Karachi: Zahida Elyas looks every inch the demure Muslim woman. Then her eyes flash and her jaw hardens as she recounts how she was beaten dozens of times, saw her husband take away their five young daughters, divorce her without telling her and leave her with nothing, least of all her dignity and confidence.

Zahida, 32, said. "The police, courts, they're all on the men's side. No one listens to us."

With divorce and domestic violence on the rise in Pakistan, all too often women are dealt a doubly bad hand, family experts say. Women have little say when the man wants out, yet little way to leave if he's abusive and wants to keep her put. Although statistics are difficult to come by, the Aurat Foundation, which tracks women's issues, found 608 police reports of domestic violence in 2009, compared with 281 in 2008. Experts say most cases go unreported. Violence in marriages may be as high as 90 per cent, the Human Rights Commission of Pakistan says, with most women unaware they're being abused.

On paper, Pakistani family law is among the more progressive in the Islamic world, although there's still no statute on domestic violence. But corruption, weak implementation, patriarchal thinking and legal gaps often leave men holding all the cards.

When Zahida married her husband, Mohammad, a distant relative, in Lahore in 1999, she saw a bright future, she said. She dreamed of a loving household filled with happy children.

They had three daughters in rapid succession. When Mohammad lost his sales job in 2004, his parents stepped in to support him. He started beating her, she said, blaming her for not having a boy. Her mother-in-law also abused her, she said, at one point kicking her so hard she had a miscarriage. In 2004, they had a boy, Saim. But things only got worse, probably because, she said, her husband now had an heir and didn't need her.

Shortly after their sixth child was born last summer, Mohammad moved out and went to live with his parents. In September, when she went to ask for rent money, she said, he emerged with a pair of scissors and slashed her wrist. She started attending a teaching workshop. With no money for babysitters, she would leave their infant daughter with her in-laws. One day in October, she arrived at the house to find her husband, in-laws and five daughters gone, his parents' house shuttered. She still has her son, who was in a different school when her husband made his getaway, she said.

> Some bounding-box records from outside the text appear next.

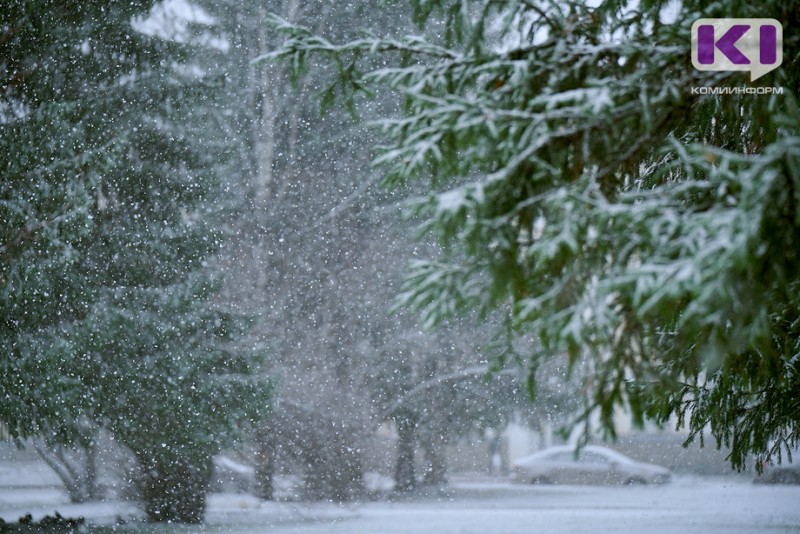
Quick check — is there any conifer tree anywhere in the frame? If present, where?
[268,0,800,468]
[0,0,268,522]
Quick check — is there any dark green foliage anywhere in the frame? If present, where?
[267,0,800,468]
[0,0,267,522]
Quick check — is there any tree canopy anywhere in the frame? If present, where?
[266,0,800,468]
[0,0,269,522]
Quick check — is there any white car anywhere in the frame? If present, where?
[511,445,671,484]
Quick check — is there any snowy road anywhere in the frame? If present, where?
[0,478,800,534]
[198,479,800,534]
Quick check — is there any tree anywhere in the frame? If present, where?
[0,0,268,522]
[261,0,800,474]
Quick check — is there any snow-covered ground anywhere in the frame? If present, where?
[0,478,800,534]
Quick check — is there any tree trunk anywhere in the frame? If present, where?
[422,438,447,486]
[255,426,276,501]
[394,415,417,491]
[140,458,212,524]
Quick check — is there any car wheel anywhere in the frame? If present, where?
[625,477,647,486]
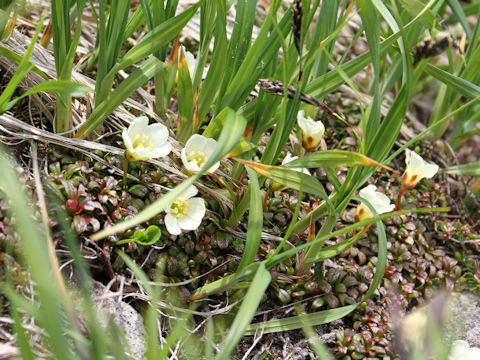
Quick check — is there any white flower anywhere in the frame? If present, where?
[402,149,438,188]
[165,185,206,235]
[181,134,220,173]
[448,340,480,360]
[271,152,311,191]
[402,310,428,344]
[297,110,325,150]
[122,116,172,161]
[355,185,395,221]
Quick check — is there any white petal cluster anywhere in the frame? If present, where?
[297,110,325,150]
[402,149,438,188]
[355,185,395,221]
[448,340,480,360]
[181,134,220,173]
[122,116,172,161]
[165,185,206,235]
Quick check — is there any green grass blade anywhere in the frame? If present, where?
[295,304,334,360]
[425,64,480,98]
[357,0,381,147]
[177,51,196,143]
[114,0,203,73]
[220,0,256,94]
[193,262,261,299]
[359,221,387,304]
[305,0,436,98]
[447,0,472,40]
[237,167,263,271]
[75,57,166,139]
[237,159,335,212]
[91,108,247,241]
[0,149,73,359]
[198,1,228,122]
[4,80,93,111]
[0,284,35,360]
[0,45,48,80]
[245,304,358,335]
[215,264,272,360]
[282,150,390,168]
[216,1,291,112]
[443,161,480,176]
[0,12,45,109]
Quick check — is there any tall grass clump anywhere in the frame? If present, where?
[0,0,480,359]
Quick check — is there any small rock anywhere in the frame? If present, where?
[93,281,147,359]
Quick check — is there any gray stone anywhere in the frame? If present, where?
[93,281,146,360]
[452,293,480,347]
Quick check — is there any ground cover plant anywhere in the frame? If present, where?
[0,0,480,359]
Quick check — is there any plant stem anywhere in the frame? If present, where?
[122,150,128,189]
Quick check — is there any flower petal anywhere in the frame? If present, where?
[151,124,172,144]
[187,197,206,220]
[183,185,198,203]
[128,116,148,139]
[165,213,182,235]
[178,214,202,230]
[131,146,152,161]
[122,128,135,153]
[151,142,172,159]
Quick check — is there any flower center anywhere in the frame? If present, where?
[170,200,190,218]
[188,151,208,168]
[132,134,153,151]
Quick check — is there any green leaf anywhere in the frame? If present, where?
[91,107,247,241]
[236,158,334,209]
[245,304,358,335]
[282,150,385,168]
[0,15,45,113]
[177,50,196,143]
[443,160,480,176]
[130,225,162,246]
[5,80,93,111]
[75,57,166,139]
[215,263,272,360]
[305,0,436,98]
[111,0,203,73]
[425,64,480,98]
[237,167,263,271]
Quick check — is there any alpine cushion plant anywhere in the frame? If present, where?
[165,185,206,235]
[122,116,172,161]
[355,185,395,221]
[448,340,480,360]
[297,110,325,152]
[181,134,220,174]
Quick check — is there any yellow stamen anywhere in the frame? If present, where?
[132,134,153,151]
[188,151,208,168]
[170,200,190,218]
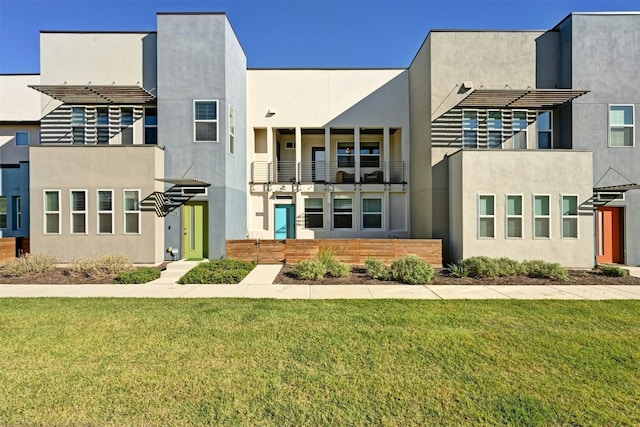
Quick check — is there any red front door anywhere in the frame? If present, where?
[597,206,624,264]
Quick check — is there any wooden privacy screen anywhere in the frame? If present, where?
[227,239,442,267]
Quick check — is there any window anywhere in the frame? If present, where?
[562,196,578,239]
[44,190,60,234]
[360,142,380,168]
[462,110,478,148]
[144,108,158,145]
[71,107,87,144]
[507,195,522,239]
[98,190,113,234]
[478,195,496,239]
[229,105,236,154]
[333,197,353,228]
[533,196,551,239]
[338,142,355,168]
[13,196,22,230]
[511,111,527,150]
[120,107,133,145]
[538,111,553,149]
[362,197,382,229]
[0,196,7,228]
[609,105,634,147]
[487,111,503,149]
[71,190,87,234]
[304,197,324,228]
[16,132,29,145]
[124,190,140,234]
[193,101,218,142]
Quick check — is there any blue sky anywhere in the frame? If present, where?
[0,0,640,74]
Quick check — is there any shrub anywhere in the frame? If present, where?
[522,260,569,281]
[291,261,327,280]
[598,265,629,277]
[326,260,351,277]
[178,259,255,285]
[364,257,391,280]
[2,254,58,277]
[67,254,133,277]
[391,255,436,285]
[114,267,160,284]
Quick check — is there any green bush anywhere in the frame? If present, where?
[291,261,327,280]
[364,257,391,280]
[178,259,255,285]
[391,255,436,285]
[67,254,133,277]
[1,254,58,277]
[114,267,160,284]
[598,265,629,277]
[326,260,351,277]
[522,260,569,281]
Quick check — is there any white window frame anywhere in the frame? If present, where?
[14,130,31,147]
[331,195,354,230]
[122,188,142,234]
[96,188,115,235]
[476,193,496,240]
[504,194,524,240]
[607,104,636,148]
[360,195,384,230]
[536,110,553,150]
[69,189,89,235]
[560,194,580,240]
[42,189,62,235]
[531,194,551,240]
[460,108,480,148]
[193,99,220,142]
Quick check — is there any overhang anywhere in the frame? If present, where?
[29,85,156,104]
[458,89,589,109]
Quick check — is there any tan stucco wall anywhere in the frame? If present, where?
[30,145,165,263]
[449,150,594,267]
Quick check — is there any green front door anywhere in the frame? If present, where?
[182,202,207,259]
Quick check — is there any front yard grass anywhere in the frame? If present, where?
[0,299,640,426]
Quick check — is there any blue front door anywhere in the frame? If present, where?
[275,205,296,240]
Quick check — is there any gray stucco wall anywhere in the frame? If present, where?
[157,14,247,259]
[561,14,640,265]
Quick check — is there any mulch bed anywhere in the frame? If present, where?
[274,265,640,285]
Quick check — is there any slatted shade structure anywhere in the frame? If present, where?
[29,85,156,105]
[458,89,589,109]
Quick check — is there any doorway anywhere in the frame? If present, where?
[182,202,208,259]
[596,206,624,264]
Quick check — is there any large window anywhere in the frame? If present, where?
[44,190,60,234]
[144,108,158,145]
[16,132,29,145]
[487,111,503,149]
[193,101,218,142]
[98,190,113,234]
[609,105,635,147]
[507,195,522,239]
[511,111,527,150]
[362,197,382,229]
[562,196,578,239]
[462,110,478,148]
[538,111,553,149]
[124,190,140,234]
[304,197,324,228]
[478,194,496,239]
[533,195,551,239]
[71,190,87,234]
[333,197,353,228]
[360,142,380,168]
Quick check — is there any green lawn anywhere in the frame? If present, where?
[0,299,640,426]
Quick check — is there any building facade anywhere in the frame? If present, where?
[0,13,640,267]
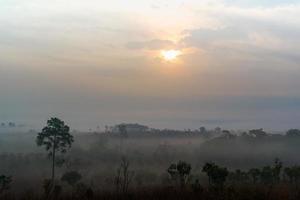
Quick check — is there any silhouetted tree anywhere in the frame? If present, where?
[284,166,300,185]
[248,168,261,184]
[60,171,82,187]
[114,157,134,193]
[0,175,12,194]
[36,118,74,184]
[167,161,192,188]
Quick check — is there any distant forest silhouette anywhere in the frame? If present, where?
[0,118,300,200]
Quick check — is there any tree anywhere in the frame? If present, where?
[61,171,82,187]
[0,175,12,194]
[167,161,192,188]
[248,168,261,184]
[36,118,74,184]
[114,157,134,193]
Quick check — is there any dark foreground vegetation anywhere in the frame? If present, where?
[0,118,300,200]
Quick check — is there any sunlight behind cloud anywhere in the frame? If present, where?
[161,49,182,61]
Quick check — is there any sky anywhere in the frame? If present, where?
[0,0,300,130]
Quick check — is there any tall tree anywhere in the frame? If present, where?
[36,118,74,183]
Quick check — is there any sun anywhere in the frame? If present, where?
[161,49,182,61]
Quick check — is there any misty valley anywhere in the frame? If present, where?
[0,118,300,199]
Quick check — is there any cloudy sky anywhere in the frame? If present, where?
[0,0,300,130]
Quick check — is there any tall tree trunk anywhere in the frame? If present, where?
[52,134,56,184]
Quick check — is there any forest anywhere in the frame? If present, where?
[0,118,300,200]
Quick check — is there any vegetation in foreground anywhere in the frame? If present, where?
[0,118,300,200]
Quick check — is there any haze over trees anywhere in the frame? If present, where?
[0,122,300,200]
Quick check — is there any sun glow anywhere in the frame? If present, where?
[161,50,182,61]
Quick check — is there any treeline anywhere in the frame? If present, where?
[0,118,300,200]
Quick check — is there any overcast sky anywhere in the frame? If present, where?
[0,0,300,130]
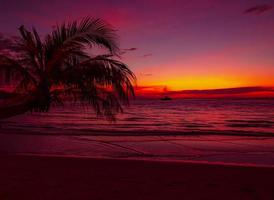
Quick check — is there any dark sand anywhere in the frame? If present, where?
[0,156,274,200]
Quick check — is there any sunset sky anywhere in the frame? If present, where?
[0,0,274,93]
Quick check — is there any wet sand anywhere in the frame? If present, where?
[0,155,274,200]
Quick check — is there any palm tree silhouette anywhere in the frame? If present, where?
[0,17,136,119]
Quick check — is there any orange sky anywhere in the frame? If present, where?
[0,0,274,91]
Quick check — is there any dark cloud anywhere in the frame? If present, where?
[244,4,273,15]
[142,53,152,58]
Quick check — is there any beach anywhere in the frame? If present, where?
[0,155,274,200]
[0,100,274,200]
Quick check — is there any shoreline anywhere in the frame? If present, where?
[0,155,274,200]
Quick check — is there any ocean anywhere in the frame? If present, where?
[0,99,274,166]
[2,99,274,135]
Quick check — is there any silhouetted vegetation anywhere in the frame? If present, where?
[0,17,136,119]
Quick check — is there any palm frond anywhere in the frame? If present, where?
[45,17,119,74]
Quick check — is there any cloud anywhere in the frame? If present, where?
[136,86,274,98]
[120,47,138,55]
[140,73,153,76]
[244,4,273,15]
[123,47,138,51]
[0,33,13,51]
[164,87,274,97]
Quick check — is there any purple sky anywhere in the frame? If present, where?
[0,0,274,90]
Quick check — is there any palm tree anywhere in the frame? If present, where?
[0,17,136,119]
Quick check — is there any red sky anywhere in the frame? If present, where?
[0,0,274,96]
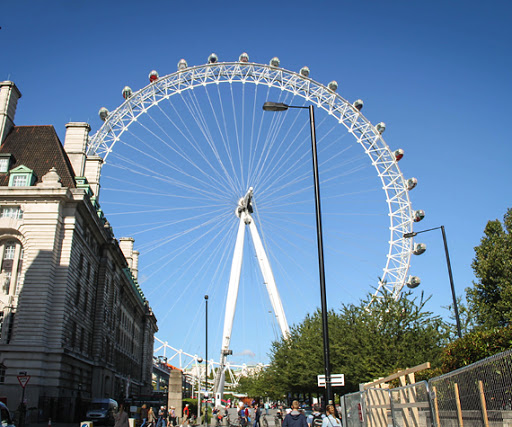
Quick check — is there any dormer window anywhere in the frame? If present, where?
[0,153,11,173]
[9,165,35,187]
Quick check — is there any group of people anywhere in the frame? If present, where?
[282,400,341,427]
[138,404,182,427]
[114,400,341,427]
[238,402,261,427]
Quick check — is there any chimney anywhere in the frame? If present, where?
[0,81,21,144]
[132,251,139,280]
[119,237,135,270]
[84,156,103,199]
[64,123,91,176]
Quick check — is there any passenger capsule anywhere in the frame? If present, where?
[375,122,386,134]
[148,70,158,83]
[405,276,421,289]
[178,59,188,71]
[300,67,309,77]
[352,99,364,111]
[393,148,404,162]
[412,243,427,255]
[413,209,425,222]
[407,177,418,191]
[123,86,133,99]
[98,107,108,121]
[270,56,281,67]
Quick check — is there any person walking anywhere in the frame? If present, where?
[238,402,247,427]
[114,403,130,427]
[322,405,341,427]
[169,406,176,427]
[147,406,156,427]
[253,403,261,427]
[182,403,190,425]
[140,403,148,427]
[308,403,325,427]
[283,400,308,427]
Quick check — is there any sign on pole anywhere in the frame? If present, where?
[18,375,30,388]
[317,374,345,387]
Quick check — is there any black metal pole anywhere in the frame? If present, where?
[441,225,462,338]
[204,295,208,425]
[309,105,333,405]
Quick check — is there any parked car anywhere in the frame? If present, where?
[85,398,118,426]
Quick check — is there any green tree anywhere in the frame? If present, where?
[466,209,512,329]
[266,293,450,393]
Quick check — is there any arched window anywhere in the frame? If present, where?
[0,239,25,295]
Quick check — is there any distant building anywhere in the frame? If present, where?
[0,82,157,421]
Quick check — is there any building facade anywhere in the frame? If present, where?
[0,82,157,421]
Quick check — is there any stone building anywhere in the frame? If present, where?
[0,82,157,421]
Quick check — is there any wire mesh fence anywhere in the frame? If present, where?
[342,392,364,427]
[429,350,512,427]
[343,350,512,427]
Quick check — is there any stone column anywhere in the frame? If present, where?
[167,369,183,420]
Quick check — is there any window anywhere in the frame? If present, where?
[4,241,16,259]
[9,165,35,187]
[0,157,9,173]
[0,207,23,219]
[12,175,28,187]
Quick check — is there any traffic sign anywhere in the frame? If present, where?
[18,375,30,388]
[317,374,345,387]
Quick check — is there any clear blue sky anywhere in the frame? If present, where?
[0,0,512,363]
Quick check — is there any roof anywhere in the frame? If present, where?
[0,125,76,188]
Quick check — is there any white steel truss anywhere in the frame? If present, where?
[214,187,290,403]
[87,62,413,298]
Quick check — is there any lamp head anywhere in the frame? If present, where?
[263,102,289,111]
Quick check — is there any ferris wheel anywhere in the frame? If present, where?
[88,53,424,398]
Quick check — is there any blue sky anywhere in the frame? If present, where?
[0,0,512,363]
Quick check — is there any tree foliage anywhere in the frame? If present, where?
[466,209,512,329]
[245,293,449,396]
[441,326,512,373]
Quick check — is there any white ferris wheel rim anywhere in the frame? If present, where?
[87,62,414,299]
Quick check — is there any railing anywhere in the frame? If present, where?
[342,350,512,427]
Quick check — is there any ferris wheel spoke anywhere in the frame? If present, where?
[123,120,235,197]
[109,150,232,202]
[177,92,242,196]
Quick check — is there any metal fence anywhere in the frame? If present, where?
[342,350,512,427]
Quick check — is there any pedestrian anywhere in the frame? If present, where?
[156,406,167,427]
[140,403,148,427]
[167,406,176,427]
[238,402,247,427]
[253,403,261,427]
[183,403,190,425]
[308,403,325,427]
[148,406,156,427]
[114,403,130,427]
[283,400,308,427]
[322,405,341,427]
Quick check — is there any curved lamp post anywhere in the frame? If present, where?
[404,225,462,338]
[263,102,334,404]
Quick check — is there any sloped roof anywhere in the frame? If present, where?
[0,125,76,188]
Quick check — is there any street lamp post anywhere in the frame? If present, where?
[204,295,208,425]
[196,357,203,421]
[263,102,334,404]
[404,225,462,338]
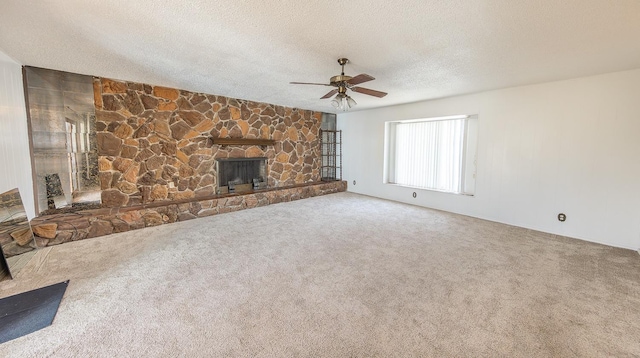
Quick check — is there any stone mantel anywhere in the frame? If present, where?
[213,138,276,146]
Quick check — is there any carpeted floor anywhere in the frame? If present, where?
[0,193,640,357]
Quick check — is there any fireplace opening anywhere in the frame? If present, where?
[217,158,267,194]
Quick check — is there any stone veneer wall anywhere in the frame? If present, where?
[94,78,322,207]
[31,181,347,247]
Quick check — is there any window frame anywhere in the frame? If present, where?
[383,114,478,197]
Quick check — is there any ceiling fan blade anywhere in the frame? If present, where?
[320,89,338,99]
[351,87,387,98]
[346,73,375,85]
[289,82,331,86]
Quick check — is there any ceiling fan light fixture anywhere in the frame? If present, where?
[331,96,342,109]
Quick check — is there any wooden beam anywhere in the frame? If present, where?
[213,138,276,145]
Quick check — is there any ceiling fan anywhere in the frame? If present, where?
[290,58,387,111]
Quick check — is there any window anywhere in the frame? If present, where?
[385,116,478,195]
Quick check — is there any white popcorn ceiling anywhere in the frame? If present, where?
[0,0,640,112]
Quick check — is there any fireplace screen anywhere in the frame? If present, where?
[218,158,267,193]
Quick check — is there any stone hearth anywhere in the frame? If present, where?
[31,181,347,247]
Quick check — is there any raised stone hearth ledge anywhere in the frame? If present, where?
[31,181,347,247]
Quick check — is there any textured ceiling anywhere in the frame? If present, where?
[0,0,640,112]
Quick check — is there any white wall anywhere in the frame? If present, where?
[0,51,35,219]
[338,69,640,250]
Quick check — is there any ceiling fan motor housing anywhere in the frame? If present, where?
[329,75,353,86]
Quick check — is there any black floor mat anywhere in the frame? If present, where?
[0,281,69,343]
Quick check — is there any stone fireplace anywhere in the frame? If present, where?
[216,157,267,194]
[25,77,346,246]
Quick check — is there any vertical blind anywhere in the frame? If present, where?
[390,119,465,193]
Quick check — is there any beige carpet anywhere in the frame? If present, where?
[0,193,640,357]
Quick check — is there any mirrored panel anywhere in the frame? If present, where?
[25,67,100,213]
[0,189,36,280]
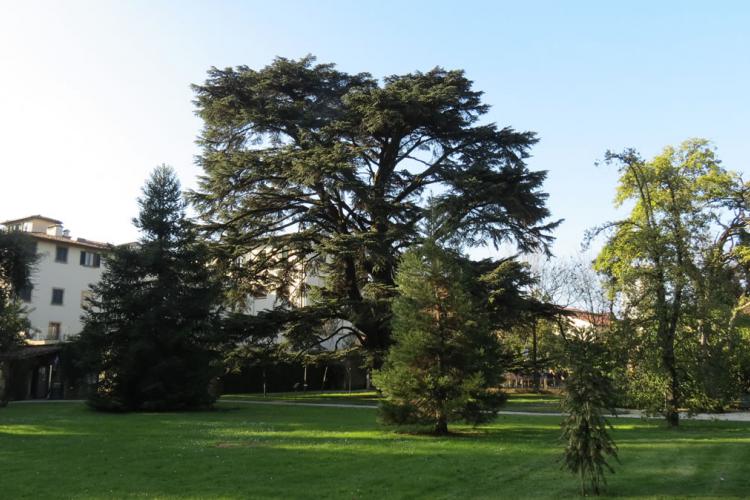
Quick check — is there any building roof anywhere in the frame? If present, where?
[27,233,112,250]
[563,307,612,326]
[0,215,62,226]
[0,344,62,361]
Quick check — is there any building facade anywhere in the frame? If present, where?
[3,215,109,345]
[0,215,109,399]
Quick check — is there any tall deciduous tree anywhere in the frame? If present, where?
[374,240,508,434]
[192,56,556,360]
[596,140,747,425]
[79,166,220,411]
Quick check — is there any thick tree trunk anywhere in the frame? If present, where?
[434,411,448,436]
[663,337,680,427]
[531,320,541,392]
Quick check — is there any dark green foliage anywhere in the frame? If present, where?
[78,166,220,411]
[192,56,556,364]
[0,230,36,404]
[373,240,507,434]
[561,335,617,495]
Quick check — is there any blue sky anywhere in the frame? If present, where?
[0,0,750,256]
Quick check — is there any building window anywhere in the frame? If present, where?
[55,247,68,264]
[47,321,62,340]
[81,250,102,267]
[81,290,93,309]
[18,283,34,302]
[52,288,65,306]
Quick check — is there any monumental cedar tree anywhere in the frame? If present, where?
[192,56,557,362]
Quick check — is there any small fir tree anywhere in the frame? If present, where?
[79,166,220,411]
[561,333,617,495]
[0,230,36,406]
[373,241,506,434]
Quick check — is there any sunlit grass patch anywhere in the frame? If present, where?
[0,403,750,499]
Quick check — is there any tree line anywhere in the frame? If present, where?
[0,56,750,489]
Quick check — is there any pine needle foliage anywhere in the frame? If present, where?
[78,166,220,411]
[562,335,617,496]
[373,240,506,434]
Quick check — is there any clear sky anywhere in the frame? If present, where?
[0,0,750,256]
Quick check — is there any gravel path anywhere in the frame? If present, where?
[10,399,750,422]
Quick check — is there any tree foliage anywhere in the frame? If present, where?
[596,139,748,425]
[0,229,37,406]
[0,230,36,354]
[192,56,556,360]
[561,332,617,495]
[78,166,221,411]
[373,240,508,434]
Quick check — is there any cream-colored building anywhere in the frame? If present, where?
[2,215,109,345]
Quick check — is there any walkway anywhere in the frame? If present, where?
[10,399,750,422]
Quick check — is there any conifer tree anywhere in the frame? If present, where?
[562,332,617,495]
[0,230,36,406]
[373,240,506,434]
[192,56,558,360]
[79,166,220,411]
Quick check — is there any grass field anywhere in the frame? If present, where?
[0,403,750,499]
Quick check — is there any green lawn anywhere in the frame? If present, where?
[0,403,750,499]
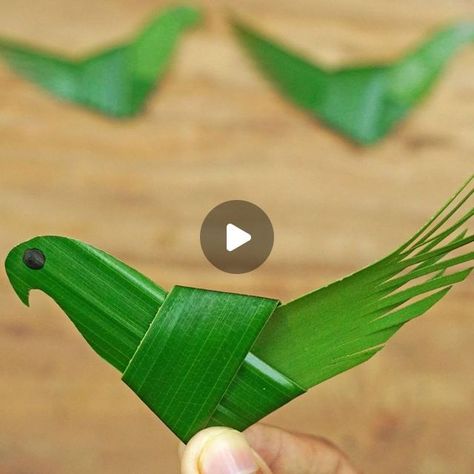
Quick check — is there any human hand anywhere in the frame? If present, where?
[180,425,359,474]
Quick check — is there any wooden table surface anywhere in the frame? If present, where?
[0,0,474,474]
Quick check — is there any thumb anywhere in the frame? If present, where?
[181,427,271,474]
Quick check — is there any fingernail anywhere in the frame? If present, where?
[200,431,258,474]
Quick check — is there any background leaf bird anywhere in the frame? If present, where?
[0,7,200,117]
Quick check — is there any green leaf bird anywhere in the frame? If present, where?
[234,21,474,145]
[6,177,474,442]
[0,7,201,117]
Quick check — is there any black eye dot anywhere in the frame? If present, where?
[23,249,46,270]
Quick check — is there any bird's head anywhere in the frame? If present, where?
[5,236,166,370]
[5,236,64,305]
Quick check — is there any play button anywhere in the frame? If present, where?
[201,200,273,273]
[225,224,252,252]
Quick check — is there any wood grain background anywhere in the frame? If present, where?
[0,0,474,474]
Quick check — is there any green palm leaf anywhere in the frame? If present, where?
[6,177,474,441]
[0,7,200,117]
[234,21,474,145]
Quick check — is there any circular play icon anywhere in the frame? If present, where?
[201,200,273,273]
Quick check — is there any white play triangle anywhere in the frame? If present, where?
[225,224,252,252]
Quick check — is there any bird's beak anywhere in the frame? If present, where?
[5,247,31,306]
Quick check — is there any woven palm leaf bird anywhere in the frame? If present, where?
[0,7,200,117]
[6,178,474,442]
[234,21,474,145]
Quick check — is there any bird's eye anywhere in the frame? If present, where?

She discovered several months later that her husband had filed for divorce. She eventually learned where her husband was living and tried to see her daughters but he beat her again, she said. Her husband's lawyer has told her that the family will get custody of the boy legally, she said. Mohammad reached by telephone, said he was divorced under civil and Islamic law, with all procedures followed.

"I never beat her, was only unemployed for a year and even then gave her $50 (Dh183) a month," he said.